Rebecca Moore, Director of Google Earth, EarthEngine, and Outreach.
Initiated and leads outreach on Engine.
Conceived and leads Google's outreach program on conservation, human rights, and conservation.
EE started in Amazon - detecting illegal logging.
4M images, 42 years LANDSAT
All data was stored on tapes at EROS in Nebraska
EE Timelapse
Global Forests - first majer EE pub.
Hansen et al. 2013
654k, 700 tera pix, 1mil hours, 10,000 cpu, 4 days.
$392 mil data cost before usgs/nasa data cost change
"often it turns out to be more efficient to move the questions than to move the data" -Jim Gray 4th Paradigm.
Bandwidth is expeeisive, so co-locate CPU and disk.
Disk is cheap, bring it online,
CPU is expensive, so don't preprocess needlessly
256 px tiled rasters. parallelized and reassembled using EE API.
EE example - 4 lines of code, cloud free extent.

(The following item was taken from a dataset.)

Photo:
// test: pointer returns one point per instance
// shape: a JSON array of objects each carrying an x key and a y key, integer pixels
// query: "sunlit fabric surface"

EE example - nighttime lights trend.
Neural Network Machine Learning w/ Remote Sensing.
EE example - fishing in Asia (20% fish are illegall caught). Global Fishing Watch. AIS data on most ships. 22m positions daily. "Ending Hide and Seek at Sea" Science Mar. 2016.

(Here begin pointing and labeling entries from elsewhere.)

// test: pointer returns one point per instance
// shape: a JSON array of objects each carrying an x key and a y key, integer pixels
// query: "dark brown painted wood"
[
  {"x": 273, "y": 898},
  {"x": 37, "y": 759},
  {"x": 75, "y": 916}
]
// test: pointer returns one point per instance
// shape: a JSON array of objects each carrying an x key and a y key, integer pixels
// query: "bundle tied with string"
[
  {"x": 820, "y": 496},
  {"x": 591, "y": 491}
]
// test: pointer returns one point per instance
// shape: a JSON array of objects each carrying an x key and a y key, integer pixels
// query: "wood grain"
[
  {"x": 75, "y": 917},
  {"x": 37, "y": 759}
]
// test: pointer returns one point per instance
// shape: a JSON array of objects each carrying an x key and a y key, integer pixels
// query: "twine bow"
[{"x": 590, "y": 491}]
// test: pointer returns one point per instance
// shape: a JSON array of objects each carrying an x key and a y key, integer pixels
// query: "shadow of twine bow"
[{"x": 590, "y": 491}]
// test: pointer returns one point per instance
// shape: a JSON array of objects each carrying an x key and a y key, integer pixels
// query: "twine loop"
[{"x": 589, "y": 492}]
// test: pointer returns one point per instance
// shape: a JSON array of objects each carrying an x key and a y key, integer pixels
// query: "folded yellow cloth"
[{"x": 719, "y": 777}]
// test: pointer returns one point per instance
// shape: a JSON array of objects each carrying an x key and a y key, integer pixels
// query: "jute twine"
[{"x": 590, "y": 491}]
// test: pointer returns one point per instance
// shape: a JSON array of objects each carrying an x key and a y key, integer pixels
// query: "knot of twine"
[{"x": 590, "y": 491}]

Labelling patterns to detect trawl, longline, purse seine.
Coastal Risk Vanuatu (Dec 14 launch) - future coastal inundation due to sea level rise.
Climate Engine Beta (Desert Research Institute, U of Idaho) - using LANDSAT vs MODIS. Huntington and Abatzoglou. ROSES award from NASA. Use an ensemble ET modelling approach.
Mapping 30 years of Global Surface Water Occurance and Change. Nature (2016). NYT press last week. Largest analysis on EE
3 mil scenes, 1.8 tpixel, 6 mil hours, 10k cpus, 45 days.
global-surface-water.appspot.com
Federated systems for distributed source data archival in maste repositories (!000s of htese) eg.a NASA/USGS,NOAA, ESA, etc.
Cloud-based systems which aggregate and host mirror-copy of all big data in "analysis-ready" form.
Co-located with massive computational resources for processing. (perhaps tens of htese worldwide) e.g. Google, Amazon.
Still need incentives for scientists to collaborate, and share scientific data and code.